Though teen pregnancy has been declining in recent years, America’s sex education system remains mostly a dismal failure, made far worse by the inane idea of abstinence-only sex education. A new report from the Centers for Disease Control provide some of the reasons why:
According to a new report from the Centers for Disease Control and Prevention (CDC) that surveyed teen girls between the ages of 15 and 17, most young women don’t receive formal sexual health instruction until after they’ve already become sexually active. Federal health researchers warn that “this represents a missed opportunity” to ensure teens are receiving the medically accurate information they need to prevent pregnancy and STDs.
Even though the teen birth rate has been declining for the past several decades, and continues to hit record lows, the United States still has one of the highest rates in the developed world. The CDC is particularly worried about unintended pregnancies among younger teens between the ages of 15 and 17, since they’re at greater risk for “poor medical, social, and economic outcomes” after giving birth.

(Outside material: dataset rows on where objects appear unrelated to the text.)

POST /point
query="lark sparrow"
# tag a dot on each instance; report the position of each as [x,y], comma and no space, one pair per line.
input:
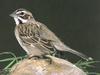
[35,38]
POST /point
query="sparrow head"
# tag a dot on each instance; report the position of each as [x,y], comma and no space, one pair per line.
[21,16]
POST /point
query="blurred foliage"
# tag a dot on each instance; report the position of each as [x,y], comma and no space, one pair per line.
[13,60]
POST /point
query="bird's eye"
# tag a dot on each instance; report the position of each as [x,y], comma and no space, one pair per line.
[22,13]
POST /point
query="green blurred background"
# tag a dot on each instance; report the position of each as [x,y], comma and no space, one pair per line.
[76,22]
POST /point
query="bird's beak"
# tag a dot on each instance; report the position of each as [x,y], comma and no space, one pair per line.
[12,15]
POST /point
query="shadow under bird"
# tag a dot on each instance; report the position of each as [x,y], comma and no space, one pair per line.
[35,38]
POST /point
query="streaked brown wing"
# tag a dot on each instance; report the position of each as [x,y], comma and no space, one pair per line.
[31,34]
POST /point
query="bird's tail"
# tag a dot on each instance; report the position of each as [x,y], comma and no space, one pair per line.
[80,54]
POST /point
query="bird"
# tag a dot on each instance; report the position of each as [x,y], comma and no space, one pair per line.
[36,38]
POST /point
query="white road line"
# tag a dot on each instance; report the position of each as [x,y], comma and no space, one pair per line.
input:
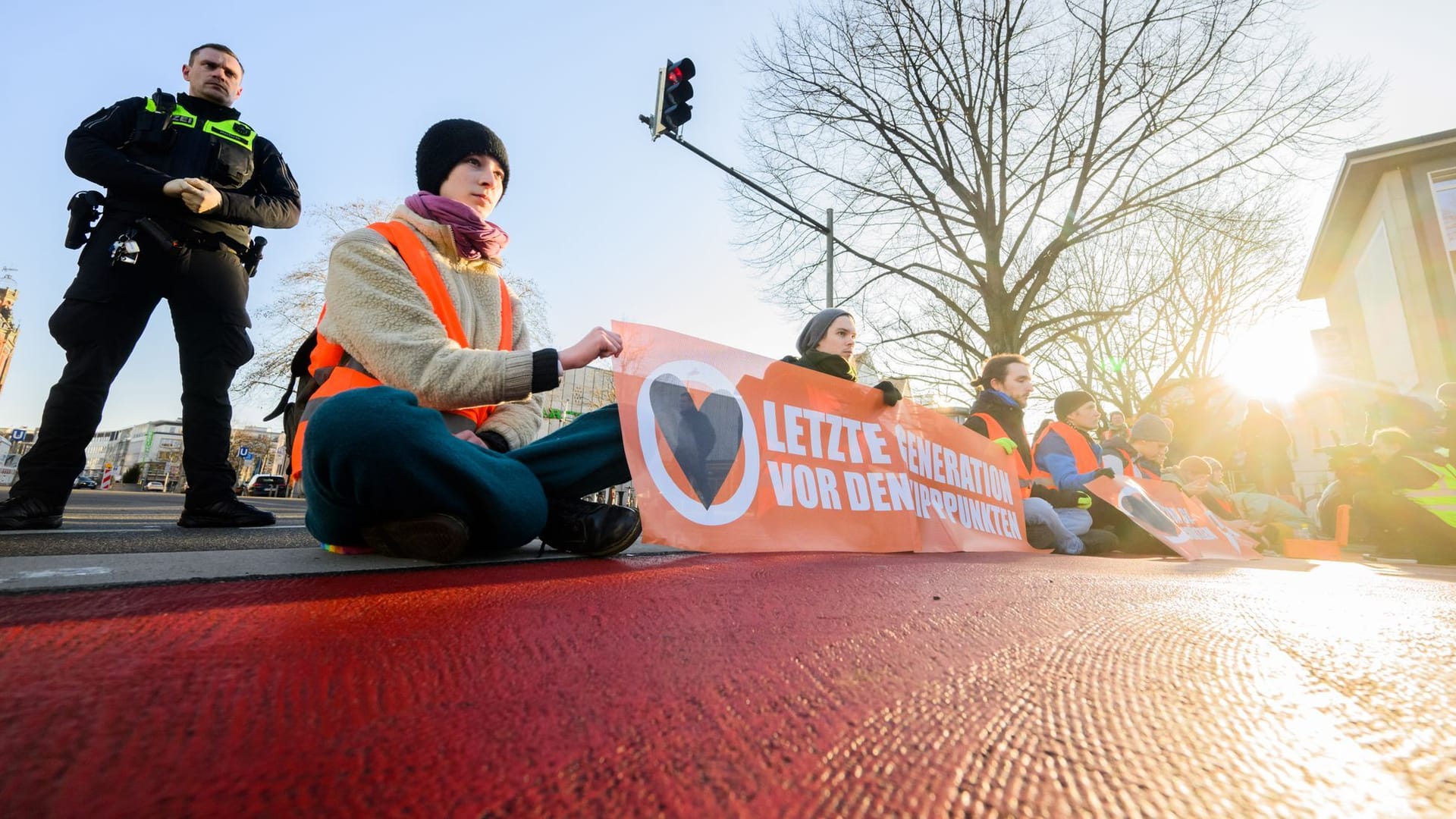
[18,532]
[42,573]
[146,528]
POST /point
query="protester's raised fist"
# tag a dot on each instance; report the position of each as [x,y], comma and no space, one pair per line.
[598,344]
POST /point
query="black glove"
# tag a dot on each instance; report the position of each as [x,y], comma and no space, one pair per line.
[495,441]
[892,394]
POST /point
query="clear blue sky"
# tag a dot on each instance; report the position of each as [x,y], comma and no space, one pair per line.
[610,224]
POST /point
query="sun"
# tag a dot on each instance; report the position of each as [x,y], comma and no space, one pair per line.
[1273,360]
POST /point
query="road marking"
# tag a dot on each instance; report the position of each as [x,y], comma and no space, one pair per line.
[41,573]
[18,532]
[145,528]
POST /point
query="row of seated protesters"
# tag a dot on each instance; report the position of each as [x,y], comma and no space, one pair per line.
[1066,457]
[422,341]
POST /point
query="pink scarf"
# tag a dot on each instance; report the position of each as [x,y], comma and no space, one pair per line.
[473,237]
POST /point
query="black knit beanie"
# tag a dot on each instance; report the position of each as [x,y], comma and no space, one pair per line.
[446,143]
[1069,403]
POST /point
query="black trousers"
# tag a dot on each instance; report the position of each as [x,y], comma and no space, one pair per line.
[1408,523]
[99,322]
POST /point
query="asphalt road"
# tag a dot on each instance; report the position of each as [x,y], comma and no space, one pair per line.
[743,686]
[131,522]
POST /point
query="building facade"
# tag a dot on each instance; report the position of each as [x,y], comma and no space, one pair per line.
[9,331]
[1385,265]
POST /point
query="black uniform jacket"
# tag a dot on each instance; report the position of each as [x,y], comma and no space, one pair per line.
[99,150]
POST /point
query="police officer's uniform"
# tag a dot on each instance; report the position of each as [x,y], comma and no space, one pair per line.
[194,261]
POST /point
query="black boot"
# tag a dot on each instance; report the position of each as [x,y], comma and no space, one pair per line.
[30,513]
[437,538]
[592,529]
[226,513]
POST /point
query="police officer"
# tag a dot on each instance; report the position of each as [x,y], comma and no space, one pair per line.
[185,183]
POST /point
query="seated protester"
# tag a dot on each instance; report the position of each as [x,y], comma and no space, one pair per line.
[1256,507]
[1147,447]
[1065,452]
[419,441]
[827,344]
[1414,499]
[1194,477]
[1053,518]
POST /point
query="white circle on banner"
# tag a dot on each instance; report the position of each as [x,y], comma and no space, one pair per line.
[717,515]
[1133,490]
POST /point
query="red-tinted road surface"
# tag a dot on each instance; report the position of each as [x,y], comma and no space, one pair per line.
[772,686]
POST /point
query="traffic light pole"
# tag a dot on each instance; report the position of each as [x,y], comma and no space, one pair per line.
[829,256]
[808,221]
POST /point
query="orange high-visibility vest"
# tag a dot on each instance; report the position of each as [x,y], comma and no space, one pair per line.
[1076,442]
[1133,469]
[338,372]
[995,430]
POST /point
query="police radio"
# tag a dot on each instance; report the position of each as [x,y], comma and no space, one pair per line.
[85,209]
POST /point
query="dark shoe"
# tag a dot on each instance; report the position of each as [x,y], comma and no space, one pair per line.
[30,513]
[437,538]
[1098,541]
[592,529]
[226,513]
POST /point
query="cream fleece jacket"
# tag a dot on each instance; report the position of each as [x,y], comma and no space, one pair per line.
[383,319]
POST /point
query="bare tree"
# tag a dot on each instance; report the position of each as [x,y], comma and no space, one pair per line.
[1199,281]
[291,315]
[967,146]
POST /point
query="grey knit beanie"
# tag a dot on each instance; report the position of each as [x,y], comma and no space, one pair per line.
[819,325]
[1150,428]
[449,142]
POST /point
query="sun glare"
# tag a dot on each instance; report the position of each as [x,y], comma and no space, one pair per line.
[1273,360]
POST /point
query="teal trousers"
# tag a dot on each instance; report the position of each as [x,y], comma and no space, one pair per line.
[375,455]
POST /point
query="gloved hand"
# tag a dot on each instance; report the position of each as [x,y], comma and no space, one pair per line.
[892,394]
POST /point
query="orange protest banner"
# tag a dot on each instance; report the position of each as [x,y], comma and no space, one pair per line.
[1181,522]
[733,452]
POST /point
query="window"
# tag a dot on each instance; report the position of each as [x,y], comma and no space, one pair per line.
[1443,190]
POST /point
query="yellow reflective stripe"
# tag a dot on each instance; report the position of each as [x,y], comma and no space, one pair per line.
[235,131]
[232,130]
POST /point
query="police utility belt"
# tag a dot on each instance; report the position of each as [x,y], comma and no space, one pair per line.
[153,126]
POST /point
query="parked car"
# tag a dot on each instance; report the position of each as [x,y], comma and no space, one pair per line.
[267,485]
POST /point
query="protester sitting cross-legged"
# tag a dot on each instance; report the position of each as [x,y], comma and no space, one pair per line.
[1065,452]
[1147,442]
[827,344]
[1256,507]
[1053,518]
[421,439]
[1194,477]
[1414,499]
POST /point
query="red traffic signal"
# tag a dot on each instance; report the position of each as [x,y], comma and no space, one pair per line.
[673,93]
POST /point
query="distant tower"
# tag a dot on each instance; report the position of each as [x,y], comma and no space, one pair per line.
[8,330]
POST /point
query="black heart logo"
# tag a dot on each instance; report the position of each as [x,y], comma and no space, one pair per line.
[705,441]
[1141,509]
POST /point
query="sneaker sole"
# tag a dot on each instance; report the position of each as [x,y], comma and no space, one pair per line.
[436,538]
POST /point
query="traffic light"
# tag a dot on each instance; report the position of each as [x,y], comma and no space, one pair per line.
[673,93]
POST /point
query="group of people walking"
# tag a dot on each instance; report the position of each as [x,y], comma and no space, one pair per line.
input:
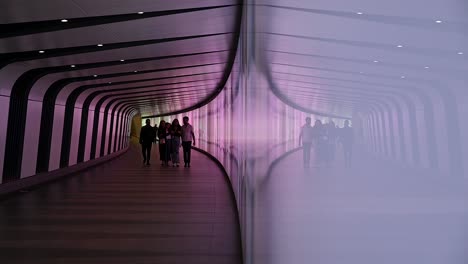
[324,139]
[171,137]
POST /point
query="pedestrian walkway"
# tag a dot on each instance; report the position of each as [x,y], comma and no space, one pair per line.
[125,212]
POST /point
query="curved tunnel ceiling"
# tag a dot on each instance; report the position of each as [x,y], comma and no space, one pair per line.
[62,60]
[170,55]
[333,60]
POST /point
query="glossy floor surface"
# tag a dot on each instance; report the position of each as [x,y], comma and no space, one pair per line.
[125,212]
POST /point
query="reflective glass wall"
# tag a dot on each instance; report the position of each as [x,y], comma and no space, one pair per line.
[391,187]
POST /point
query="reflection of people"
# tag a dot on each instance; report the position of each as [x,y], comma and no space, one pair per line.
[176,133]
[305,140]
[332,136]
[147,136]
[321,141]
[187,137]
[162,141]
[347,142]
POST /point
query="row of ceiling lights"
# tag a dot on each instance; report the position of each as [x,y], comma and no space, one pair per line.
[437,21]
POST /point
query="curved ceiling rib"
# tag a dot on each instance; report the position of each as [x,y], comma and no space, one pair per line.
[175,59]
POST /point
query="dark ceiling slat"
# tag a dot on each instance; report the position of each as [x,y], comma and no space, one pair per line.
[27,28]
[7,58]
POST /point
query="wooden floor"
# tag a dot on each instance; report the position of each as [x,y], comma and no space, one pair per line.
[125,212]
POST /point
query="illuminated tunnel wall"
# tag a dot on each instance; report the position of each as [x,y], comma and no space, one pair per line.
[410,147]
[407,188]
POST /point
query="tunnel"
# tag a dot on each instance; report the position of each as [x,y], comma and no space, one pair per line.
[311,131]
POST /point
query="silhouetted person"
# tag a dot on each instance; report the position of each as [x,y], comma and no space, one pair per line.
[347,139]
[332,134]
[176,133]
[305,140]
[187,137]
[162,141]
[147,137]
[320,141]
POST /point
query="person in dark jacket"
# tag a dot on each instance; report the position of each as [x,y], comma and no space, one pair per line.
[147,136]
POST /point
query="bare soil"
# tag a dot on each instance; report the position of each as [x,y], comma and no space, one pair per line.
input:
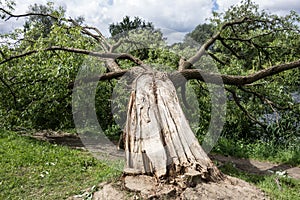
[143,187]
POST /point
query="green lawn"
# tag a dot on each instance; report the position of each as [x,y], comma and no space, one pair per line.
[32,169]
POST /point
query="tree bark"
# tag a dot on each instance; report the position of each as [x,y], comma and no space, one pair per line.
[158,138]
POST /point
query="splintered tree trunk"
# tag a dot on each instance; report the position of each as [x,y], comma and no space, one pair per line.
[158,138]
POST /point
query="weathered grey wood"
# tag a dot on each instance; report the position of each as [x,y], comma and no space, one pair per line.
[158,138]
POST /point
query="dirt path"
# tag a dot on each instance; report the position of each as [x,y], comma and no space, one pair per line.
[247,165]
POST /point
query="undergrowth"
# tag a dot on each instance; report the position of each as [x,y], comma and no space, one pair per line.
[32,169]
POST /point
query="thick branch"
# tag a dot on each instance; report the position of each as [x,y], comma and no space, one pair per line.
[208,43]
[231,79]
[74,50]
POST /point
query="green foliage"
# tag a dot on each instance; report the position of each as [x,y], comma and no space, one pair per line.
[126,25]
[286,188]
[270,151]
[200,34]
[32,169]
[34,90]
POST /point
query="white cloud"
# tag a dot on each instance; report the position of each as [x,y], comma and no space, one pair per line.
[280,7]
[178,15]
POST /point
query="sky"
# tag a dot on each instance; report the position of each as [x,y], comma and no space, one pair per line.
[174,17]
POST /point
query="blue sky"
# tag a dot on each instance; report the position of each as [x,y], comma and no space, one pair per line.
[175,17]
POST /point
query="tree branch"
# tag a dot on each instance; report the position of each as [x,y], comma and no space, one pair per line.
[231,79]
[191,61]
[80,51]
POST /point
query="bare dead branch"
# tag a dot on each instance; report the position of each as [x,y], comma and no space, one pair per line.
[79,51]
[231,79]
[103,77]
[191,61]
[10,15]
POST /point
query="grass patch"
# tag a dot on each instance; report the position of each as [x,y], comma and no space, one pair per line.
[259,150]
[32,169]
[276,187]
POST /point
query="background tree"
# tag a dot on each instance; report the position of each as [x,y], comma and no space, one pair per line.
[246,46]
[126,25]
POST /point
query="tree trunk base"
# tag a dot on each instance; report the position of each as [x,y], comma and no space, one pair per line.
[146,187]
[158,139]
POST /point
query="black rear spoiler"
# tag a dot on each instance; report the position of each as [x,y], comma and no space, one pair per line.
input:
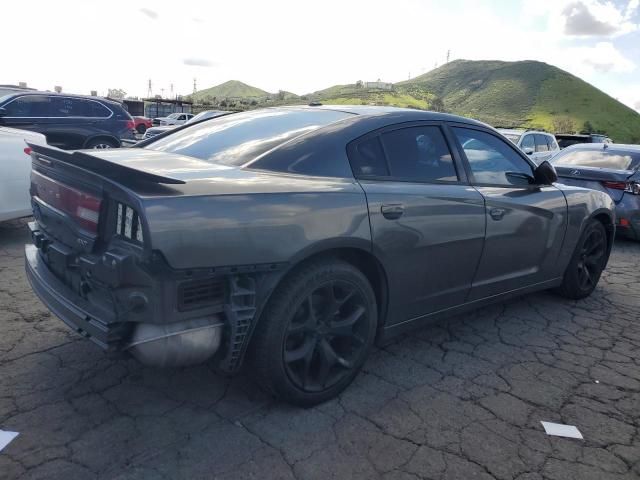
[107,169]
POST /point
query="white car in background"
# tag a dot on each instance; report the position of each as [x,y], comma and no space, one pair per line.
[15,165]
[540,146]
[173,119]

Nonetheless, federal researchers found that this population isn’t necessarily hearing the right information about sexual health. About a quarter of them said they had never discussed the issue with their parents. And although about 91 percent of teen girls said they received some kind of sex ed instruction in school before they turned 18, just six in ten said that included information on both birth control and how to say no to sex. And a staggering 83 percent said they had already started having sex before they heard anything about the topic in class.
The model we should be following is the Netherlands, which provides comprehensive sex education beginning at an early age, including free and anonymous birth control and pregnancy and STD testing. Their teen pregnancy rate and teen abortion rate is about 1/7th that of the United States.